For fake news classification, we use a fake news dataset with headlines and article content provided by George McIntire 111 The dataset contains 3164 fake news articles and 3171 real articles (i.e. a balanced dataset) on politics from a wide range of news sources. We shuffle the data and use 80% of it for training, 10% of it for validation, and 10% for testing, and also do 5-fold cross validation.
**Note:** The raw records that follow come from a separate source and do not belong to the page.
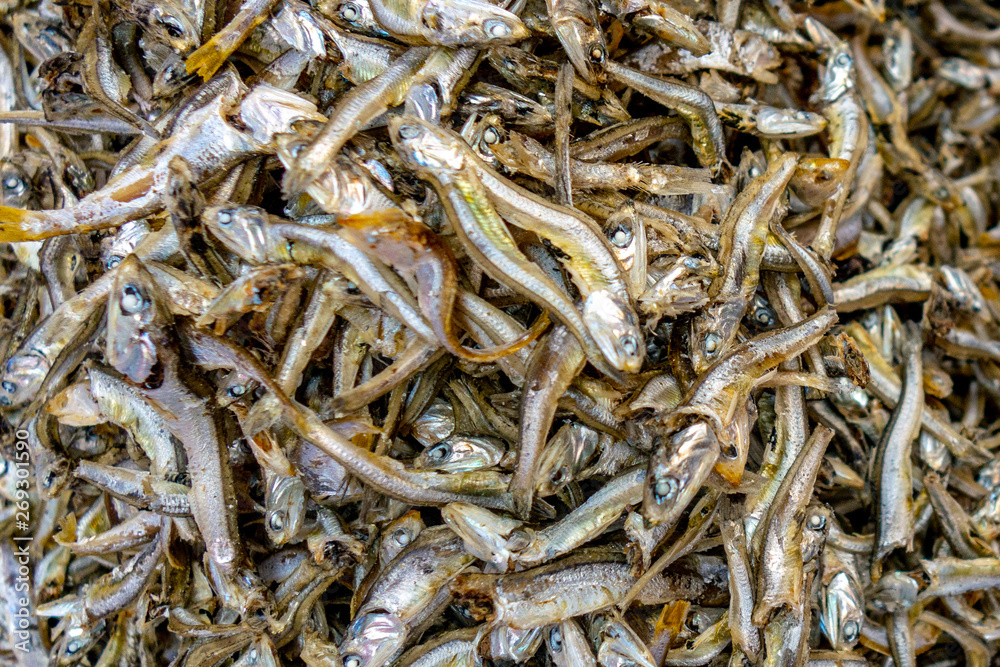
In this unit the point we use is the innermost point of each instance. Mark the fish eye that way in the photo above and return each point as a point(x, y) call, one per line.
point(350, 12)
point(630, 345)
point(408, 132)
point(555, 640)
point(132, 300)
point(172, 26)
point(439, 453)
point(665, 489)
point(621, 237)
point(496, 28)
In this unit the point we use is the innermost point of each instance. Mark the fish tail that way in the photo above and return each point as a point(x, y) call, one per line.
point(14, 225)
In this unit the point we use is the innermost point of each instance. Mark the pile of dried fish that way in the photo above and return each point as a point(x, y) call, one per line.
point(451, 333)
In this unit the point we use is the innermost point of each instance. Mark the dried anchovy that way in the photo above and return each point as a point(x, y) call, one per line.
point(579, 332)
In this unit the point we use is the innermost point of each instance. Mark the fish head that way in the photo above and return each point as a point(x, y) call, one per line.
point(285, 501)
point(170, 24)
point(242, 229)
point(842, 614)
point(584, 44)
point(760, 314)
point(15, 186)
point(679, 466)
point(461, 453)
point(22, 376)
point(614, 327)
point(137, 321)
point(484, 533)
point(789, 123)
point(268, 111)
point(426, 148)
point(372, 640)
point(564, 456)
point(171, 78)
point(816, 178)
point(713, 331)
point(814, 531)
point(838, 78)
point(400, 534)
point(620, 646)
point(357, 15)
point(471, 22)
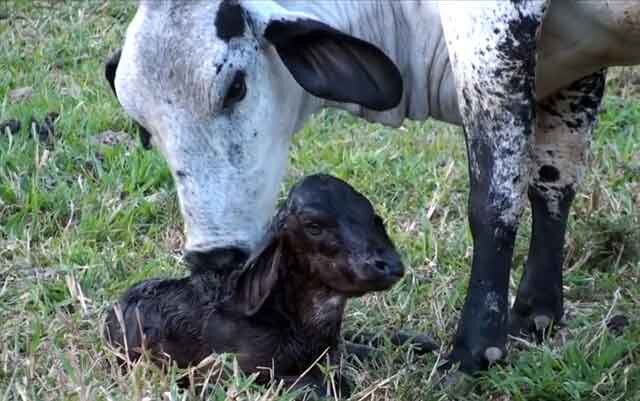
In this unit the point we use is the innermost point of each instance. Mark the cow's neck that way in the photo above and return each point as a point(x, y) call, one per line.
point(409, 33)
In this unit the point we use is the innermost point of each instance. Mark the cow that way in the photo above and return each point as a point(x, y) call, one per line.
point(221, 86)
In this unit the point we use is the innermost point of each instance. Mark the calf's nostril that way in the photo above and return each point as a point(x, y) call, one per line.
point(381, 265)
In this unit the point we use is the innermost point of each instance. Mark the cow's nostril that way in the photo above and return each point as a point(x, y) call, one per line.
point(381, 265)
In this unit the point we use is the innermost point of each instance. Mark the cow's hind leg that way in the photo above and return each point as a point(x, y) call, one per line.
point(492, 48)
point(565, 123)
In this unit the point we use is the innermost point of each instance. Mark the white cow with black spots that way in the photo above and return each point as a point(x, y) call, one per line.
point(220, 87)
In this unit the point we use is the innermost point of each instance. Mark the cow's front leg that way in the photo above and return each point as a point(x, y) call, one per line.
point(492, 47)
point(565, 123)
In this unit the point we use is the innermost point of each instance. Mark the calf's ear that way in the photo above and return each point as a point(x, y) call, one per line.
point(332, 65)
point(259, 278)
point(110, 67)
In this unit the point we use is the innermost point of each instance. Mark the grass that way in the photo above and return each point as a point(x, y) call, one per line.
point(80, 222)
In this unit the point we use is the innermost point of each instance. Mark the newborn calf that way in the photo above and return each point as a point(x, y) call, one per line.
point(285, 308)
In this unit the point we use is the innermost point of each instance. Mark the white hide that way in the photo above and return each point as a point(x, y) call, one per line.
point(228, 166)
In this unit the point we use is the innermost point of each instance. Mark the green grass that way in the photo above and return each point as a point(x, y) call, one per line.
point(80, 222)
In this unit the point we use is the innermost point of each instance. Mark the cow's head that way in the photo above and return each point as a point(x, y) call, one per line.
point(214, 84)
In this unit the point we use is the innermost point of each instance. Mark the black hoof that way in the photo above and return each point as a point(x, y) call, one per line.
point(538, 325)
point(474, 362)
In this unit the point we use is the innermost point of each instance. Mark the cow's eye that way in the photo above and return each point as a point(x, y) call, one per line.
point(237, 90)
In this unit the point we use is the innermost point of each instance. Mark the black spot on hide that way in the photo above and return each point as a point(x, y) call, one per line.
point(229, 20)
point(235, 154)
point(549, 174)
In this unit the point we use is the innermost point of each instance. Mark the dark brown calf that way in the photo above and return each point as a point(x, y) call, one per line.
point(285, 308)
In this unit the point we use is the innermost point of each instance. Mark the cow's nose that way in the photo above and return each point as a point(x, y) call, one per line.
point(392, 268)
point(215, 259)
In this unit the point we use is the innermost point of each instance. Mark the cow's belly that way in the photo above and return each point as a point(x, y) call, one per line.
point(581, 37)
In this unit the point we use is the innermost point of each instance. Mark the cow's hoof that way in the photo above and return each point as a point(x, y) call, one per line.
point(474, 362)
point(451, 381)
point(538, 325)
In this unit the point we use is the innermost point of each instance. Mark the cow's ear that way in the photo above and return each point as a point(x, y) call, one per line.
point(332, 65)
point(110, 67)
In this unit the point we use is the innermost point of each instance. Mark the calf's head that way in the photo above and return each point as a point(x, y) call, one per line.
point(220, 86)
point(329, 233)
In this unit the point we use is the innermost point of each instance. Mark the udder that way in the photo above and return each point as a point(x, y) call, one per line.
point(581, 37)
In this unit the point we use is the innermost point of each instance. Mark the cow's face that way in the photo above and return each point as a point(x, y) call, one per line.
point(219, 87)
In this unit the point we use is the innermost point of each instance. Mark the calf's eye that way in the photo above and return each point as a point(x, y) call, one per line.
point(313, 229)
point(237, 90)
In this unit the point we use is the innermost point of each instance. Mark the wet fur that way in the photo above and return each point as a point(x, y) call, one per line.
point(284, 309)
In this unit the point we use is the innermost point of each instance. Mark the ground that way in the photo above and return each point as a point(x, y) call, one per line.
point(84, 215)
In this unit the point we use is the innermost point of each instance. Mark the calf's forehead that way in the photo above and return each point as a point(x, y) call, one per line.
point(331, 196)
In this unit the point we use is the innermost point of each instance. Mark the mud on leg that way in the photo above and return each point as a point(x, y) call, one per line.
point(565, 123)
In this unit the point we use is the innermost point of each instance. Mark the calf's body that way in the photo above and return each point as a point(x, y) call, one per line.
point(285, 308)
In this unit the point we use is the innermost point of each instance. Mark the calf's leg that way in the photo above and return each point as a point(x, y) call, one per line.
point(492, 46)
point(565, 123)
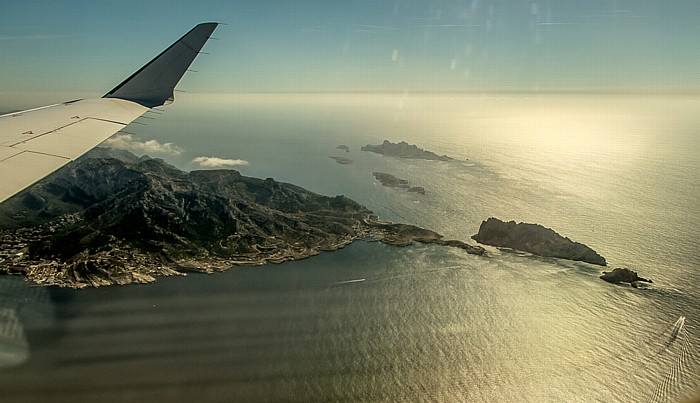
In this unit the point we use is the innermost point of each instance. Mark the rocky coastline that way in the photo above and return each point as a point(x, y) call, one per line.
point(535, 239)
point(113, 218)
point(404, 150)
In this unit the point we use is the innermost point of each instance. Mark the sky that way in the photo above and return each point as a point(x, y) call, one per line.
point(88, 47)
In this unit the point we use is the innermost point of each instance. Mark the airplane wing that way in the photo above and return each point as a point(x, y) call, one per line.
point(36, 142)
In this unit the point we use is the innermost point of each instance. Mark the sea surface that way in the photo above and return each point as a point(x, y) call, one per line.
point(371, 322)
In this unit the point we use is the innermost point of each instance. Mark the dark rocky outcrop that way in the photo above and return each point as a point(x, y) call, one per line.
point(624, 275)
point(404, 150)
point(390, 180)
point(106, 220)
point(535, 239)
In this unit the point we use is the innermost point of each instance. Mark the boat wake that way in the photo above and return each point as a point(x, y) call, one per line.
point(678, 344)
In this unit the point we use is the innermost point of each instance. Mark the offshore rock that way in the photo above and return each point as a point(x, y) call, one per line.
point(404, 150)
point(119, 219)
point(624, 275)
point(535, 239)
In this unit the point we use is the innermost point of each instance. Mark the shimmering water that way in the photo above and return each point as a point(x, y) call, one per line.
point(372, 322)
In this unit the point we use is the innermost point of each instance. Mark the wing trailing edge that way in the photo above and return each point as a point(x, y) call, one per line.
point(154, 83)
point(39, 141)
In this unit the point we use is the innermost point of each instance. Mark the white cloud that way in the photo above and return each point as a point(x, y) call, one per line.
point(135, 144)
point(215, 162)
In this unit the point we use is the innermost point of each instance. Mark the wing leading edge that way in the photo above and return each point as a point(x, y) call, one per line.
point(37, 142)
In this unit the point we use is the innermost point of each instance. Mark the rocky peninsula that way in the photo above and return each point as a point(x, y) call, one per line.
point(404, 150)
point(113, 218)
point(535, 239)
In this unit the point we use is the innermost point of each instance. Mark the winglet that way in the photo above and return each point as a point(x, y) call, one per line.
point(154, 83)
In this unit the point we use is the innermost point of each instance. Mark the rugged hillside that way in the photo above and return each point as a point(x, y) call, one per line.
point(535, 239)
point(117, 218)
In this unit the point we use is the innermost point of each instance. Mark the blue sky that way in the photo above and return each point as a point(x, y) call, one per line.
point(358, 45)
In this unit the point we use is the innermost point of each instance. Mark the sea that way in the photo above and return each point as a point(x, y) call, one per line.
point(371, 322)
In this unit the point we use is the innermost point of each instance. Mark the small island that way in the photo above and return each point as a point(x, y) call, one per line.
point(342, 160)
point(404, 150)
point(625, 275)
point(394, 182)
point(535, 239)
point(114, 218)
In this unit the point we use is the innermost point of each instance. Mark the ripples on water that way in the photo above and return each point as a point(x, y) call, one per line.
point(372, 322)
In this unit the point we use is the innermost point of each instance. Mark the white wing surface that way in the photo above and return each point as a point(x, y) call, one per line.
point(36, 142)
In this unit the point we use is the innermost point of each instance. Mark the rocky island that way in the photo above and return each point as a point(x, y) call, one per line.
point(404, 150)
point(342, 160)
point(113, 218)
point(535, 239)
point(394, 182)
point(624, 275)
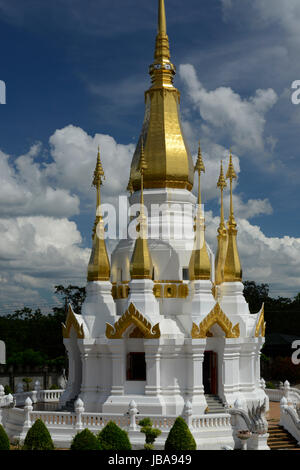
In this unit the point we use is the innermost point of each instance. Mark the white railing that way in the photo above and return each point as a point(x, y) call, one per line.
point(290, 419)
point(291, 394)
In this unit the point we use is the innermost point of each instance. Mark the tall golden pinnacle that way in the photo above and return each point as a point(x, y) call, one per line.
point(141, 263)
point(222, 235)
point(232, 267)
point(199, 267)
point(169, 161)
point(99, 266)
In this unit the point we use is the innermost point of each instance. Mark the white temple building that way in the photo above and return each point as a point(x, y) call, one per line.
point(165, 321)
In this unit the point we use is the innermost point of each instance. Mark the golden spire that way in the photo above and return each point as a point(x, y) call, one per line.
point(199, 267)
point(232, 267)
point(141, 263)
point(168, 158)
point(98, 267)
point(222, 235)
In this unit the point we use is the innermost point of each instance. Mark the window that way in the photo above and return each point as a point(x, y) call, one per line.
point(185, 274)
point(136, 366)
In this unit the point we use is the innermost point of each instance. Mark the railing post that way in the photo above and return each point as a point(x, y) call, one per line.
point(27, 409)
point(286, 387)
point(188, 413)
point(79, 409)
point(133, 412)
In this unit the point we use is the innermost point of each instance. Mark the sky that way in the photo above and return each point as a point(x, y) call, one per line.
point(75, 74)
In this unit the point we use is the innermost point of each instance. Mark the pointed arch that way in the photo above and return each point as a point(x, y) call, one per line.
point(260, 328)
point(215, 316)
point(72, 320)
point(132, 317)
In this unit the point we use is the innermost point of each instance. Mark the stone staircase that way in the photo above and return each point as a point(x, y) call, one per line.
point(214, 404)
point(279, 438)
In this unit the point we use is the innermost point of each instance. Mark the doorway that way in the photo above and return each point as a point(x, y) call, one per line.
point(210, 371)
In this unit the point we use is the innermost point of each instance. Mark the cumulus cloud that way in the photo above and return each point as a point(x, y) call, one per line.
point(74, 158)
point(24, 190)
point(38, 253)
point(224, 110)
point(271, 260)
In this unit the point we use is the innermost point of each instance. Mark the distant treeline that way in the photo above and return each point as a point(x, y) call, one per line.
point(33, 338)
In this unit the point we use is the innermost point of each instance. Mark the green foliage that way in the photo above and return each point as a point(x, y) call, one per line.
point(27, 381)
point(4, 441)
point(114, 438)
point(38, 437)
point(150, 433)
point(180, 437)
point(85, 440)
point(35, 339)
point(7, 390)
point(270, 385)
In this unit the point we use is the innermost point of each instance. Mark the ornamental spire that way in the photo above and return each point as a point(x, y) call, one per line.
point(98, 267)
point(199, 267)
point(232, 267)
point(222, 235)
point(141, 263)
point(170, 164)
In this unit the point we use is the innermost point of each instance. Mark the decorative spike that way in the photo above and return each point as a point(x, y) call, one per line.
point(99, 266)
point(199, 163)
point(230, 172)
point(222, 235)
point(232, 267)
point(199, 267)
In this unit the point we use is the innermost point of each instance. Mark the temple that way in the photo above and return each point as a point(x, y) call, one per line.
point(165, 321)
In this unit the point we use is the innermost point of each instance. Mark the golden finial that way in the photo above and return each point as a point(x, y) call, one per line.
point(98, 173)
point(141, 263)
point(232, 267)
point(99, 266)
point(222, 235)
point(199, 267)
point(130, 186)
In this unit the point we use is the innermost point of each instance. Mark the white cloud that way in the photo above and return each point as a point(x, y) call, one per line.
point(271, 260)
point(224, 111)
point(24, 190)
point(74, 153)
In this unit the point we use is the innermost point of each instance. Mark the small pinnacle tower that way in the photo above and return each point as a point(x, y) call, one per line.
point(222, 235)
point(99, 267)
point(232, 267)
point(199, 267)
point(141, 264)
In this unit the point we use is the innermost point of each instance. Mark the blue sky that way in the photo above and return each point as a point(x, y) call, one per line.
point(76, 72)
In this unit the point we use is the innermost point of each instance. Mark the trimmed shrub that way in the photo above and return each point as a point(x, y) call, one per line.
point(114, 438)
point(180, 437)
point(4, 441)
point(38, 437)
point(150, 433)
point(85, 440)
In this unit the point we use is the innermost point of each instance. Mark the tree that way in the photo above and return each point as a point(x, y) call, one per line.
point(255, 295)
point(85, 440)
point(180, 437)
point(150, 433)
point(38, 437)
point(114, 438)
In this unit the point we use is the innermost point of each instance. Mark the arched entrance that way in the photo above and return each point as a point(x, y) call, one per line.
point(210, 373)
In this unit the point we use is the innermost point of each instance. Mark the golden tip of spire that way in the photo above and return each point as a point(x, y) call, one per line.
point(98, 173)
point(231, 174)
point(221, 181)
point(199, 163)
point(142, 165)
point(162, 23)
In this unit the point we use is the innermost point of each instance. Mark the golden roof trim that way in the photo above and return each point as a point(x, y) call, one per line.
point(132, 317)
point(260, 328)
point(216, 315)
point(72, 321)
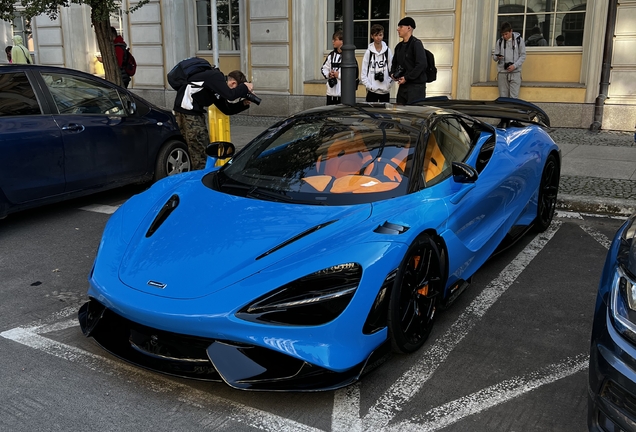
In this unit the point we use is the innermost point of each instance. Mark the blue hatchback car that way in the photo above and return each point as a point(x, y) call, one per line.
point(612, 386)
point(66, 133)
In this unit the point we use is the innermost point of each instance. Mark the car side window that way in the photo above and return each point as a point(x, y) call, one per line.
point(78, 95)
point(17, 97)
point(447, 142)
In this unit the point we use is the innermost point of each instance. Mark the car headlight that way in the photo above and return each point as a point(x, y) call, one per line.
point(623, 300)
point(311, 300)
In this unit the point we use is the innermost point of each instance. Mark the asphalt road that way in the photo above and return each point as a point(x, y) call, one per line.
point(510, 354)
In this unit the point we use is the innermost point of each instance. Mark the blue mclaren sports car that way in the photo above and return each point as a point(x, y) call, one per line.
point(332, 239)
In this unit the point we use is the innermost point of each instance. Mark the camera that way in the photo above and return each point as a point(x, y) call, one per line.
point(399, 72)
point(253, 98)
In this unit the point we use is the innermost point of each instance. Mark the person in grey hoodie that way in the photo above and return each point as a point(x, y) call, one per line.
point(509, 53)
point(375, 67)
point(19, 53)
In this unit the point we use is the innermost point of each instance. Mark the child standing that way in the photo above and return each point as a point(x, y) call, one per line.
point(331, 70)
point(375, 67)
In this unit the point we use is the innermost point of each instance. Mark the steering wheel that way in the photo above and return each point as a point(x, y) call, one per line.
point(384, 169)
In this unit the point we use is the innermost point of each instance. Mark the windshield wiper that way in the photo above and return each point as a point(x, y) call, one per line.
point(256, 192)
point(275, 196)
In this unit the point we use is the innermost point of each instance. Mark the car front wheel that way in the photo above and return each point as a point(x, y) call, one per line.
point(417, 290)
point(173, 158)
point(548, 190)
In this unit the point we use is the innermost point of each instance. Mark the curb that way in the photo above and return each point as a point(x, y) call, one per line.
point(585, 204)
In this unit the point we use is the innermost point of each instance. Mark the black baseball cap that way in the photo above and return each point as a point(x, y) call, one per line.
point(407, 21)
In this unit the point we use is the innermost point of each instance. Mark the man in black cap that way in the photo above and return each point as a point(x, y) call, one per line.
point(408, 68)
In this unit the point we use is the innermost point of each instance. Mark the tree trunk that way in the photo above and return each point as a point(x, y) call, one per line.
point(107, 49)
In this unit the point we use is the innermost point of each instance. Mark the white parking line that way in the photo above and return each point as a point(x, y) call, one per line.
point(100, 208)
point(599, 237)
point(32, 336)
point(407, 386)
point(346, 411)
point(452, 412)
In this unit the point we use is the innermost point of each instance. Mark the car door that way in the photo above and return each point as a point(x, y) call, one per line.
point(477, 210)
point(103, 143)
point(32, 161)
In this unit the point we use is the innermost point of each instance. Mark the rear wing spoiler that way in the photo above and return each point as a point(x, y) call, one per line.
point(505, 109)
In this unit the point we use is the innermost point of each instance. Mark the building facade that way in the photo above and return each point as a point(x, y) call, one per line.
point(281, 45)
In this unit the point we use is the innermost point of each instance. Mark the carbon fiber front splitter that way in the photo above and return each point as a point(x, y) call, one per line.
point(241, 366)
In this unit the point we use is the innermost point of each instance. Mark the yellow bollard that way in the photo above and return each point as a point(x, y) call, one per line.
point(219, 126)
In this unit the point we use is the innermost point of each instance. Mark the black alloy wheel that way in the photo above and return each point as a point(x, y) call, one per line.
point(417, 290)
point(548, 190)
point(173, 158)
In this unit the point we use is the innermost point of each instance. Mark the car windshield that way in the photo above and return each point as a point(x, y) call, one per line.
point(326, 160)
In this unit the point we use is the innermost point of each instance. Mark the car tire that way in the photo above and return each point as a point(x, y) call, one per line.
point(417, 289)
point(548, 189)
point(173, 158)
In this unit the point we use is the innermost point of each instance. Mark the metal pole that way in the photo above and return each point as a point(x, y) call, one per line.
point(348, 66)
point(608, 48)
point(215, 32)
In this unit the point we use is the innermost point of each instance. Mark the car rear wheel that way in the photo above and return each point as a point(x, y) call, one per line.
point(173, 158)
point(548, 190)
point(417, 290)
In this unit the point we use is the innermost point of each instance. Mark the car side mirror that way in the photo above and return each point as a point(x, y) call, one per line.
point(131, 107)
point(220, 150)
point(464, 173)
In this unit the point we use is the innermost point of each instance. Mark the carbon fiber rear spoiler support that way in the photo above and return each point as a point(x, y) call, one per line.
point(501, 108)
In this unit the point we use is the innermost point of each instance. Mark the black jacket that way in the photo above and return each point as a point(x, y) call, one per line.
point(412, 57)
point(215, 91)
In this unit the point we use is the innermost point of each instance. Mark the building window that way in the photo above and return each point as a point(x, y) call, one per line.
point(21, 26)
point(227, 15)
point(545, 22)
point(365, 14)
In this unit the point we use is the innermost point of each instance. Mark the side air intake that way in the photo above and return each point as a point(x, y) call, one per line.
point(389, 228)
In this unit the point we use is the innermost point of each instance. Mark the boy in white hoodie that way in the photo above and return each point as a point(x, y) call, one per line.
point(375, 67)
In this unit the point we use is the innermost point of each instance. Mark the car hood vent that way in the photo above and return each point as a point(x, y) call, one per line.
point(163, 214)
point(389, 228)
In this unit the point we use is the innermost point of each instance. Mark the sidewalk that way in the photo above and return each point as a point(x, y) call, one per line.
point(598, 174)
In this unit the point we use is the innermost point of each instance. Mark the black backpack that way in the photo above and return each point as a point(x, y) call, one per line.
point(128, 64)
point(181, 73)
point(431, 70)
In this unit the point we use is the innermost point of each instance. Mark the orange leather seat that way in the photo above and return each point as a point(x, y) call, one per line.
point(434, 160)
point(344, 156)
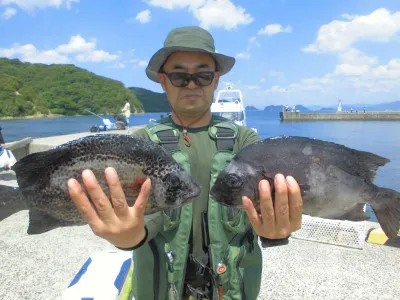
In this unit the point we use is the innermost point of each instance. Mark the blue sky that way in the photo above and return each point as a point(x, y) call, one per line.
point(311, 52)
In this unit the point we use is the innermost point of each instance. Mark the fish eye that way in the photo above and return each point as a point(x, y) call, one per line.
point(234, 181)
point(172, 179)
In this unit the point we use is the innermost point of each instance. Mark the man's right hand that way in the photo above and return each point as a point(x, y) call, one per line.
point(120, 224)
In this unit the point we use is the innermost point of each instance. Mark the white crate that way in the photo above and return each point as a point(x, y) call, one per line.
point(337, 232)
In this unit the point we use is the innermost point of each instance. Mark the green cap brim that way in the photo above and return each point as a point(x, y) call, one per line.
point(224, 63)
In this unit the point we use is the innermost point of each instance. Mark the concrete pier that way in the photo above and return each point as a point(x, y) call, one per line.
point(341, 116)
point(42, 266)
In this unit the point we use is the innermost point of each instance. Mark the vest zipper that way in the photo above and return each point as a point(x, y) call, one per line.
point(156, 269)
point(241, 283)
point(184, 274)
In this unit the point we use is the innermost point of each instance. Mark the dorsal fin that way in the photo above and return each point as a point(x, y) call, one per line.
point(34, 168)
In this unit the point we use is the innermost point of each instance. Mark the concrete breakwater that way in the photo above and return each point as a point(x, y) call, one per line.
point(341, 116)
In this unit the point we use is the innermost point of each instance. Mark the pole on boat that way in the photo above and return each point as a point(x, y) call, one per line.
point(93, 114)
point(1, 137)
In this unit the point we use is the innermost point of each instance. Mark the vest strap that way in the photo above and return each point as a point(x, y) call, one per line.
point(168, 139)
point(225, 139)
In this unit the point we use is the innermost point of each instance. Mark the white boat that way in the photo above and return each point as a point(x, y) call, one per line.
point(229, 104)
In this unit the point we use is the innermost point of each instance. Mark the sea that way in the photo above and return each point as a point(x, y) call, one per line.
point(379, 137)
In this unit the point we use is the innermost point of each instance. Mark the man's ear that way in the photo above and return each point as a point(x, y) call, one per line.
point(216, 80)
point(161, 79)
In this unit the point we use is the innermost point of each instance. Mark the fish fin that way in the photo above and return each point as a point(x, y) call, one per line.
point(11, 201)
point(356, 214)
point(33, 168)
point(266, 176)
point(41, 222)
point(304, 188)
point(386, 205)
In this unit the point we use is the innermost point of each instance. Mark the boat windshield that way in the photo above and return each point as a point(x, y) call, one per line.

We build a Long-short-term-memory (LSTM) network together with an Embedding Layer as shown in Figure 5. Table 3 shows our hyperparameter studies for fake news classification and Table 4 shows the final test accuracies, using the three input features of full body text, headline text, and generated summary texts by our summarization models. As it can be seen in this table the best model using the body text as input features perform better than headline text as input. Furthermore, it’s worth noting that the summary text as input feature leads to an even higher accuracy compared to the full body text as input feature. This finding shows that summarization model serves as a feature generator for fake news detection task which actually increases its accuracy. Also, this summarization model can also serve as a headline generator for the news articles as an automatic approach.

4 Conclusion

As we showed in section 3.3 the pointer-generator architecture with attention and coverage mechanisms led to the highest accuracies and could overcome the problems common in abstractive text summarization such as out-of-vocabulary words and repetition. Furthermore, as shown in section 3.3 a text summarizing model can successfully be applied as a feature generator prior to classification tasks such as fake news classification and increase the accuracy of those tasks.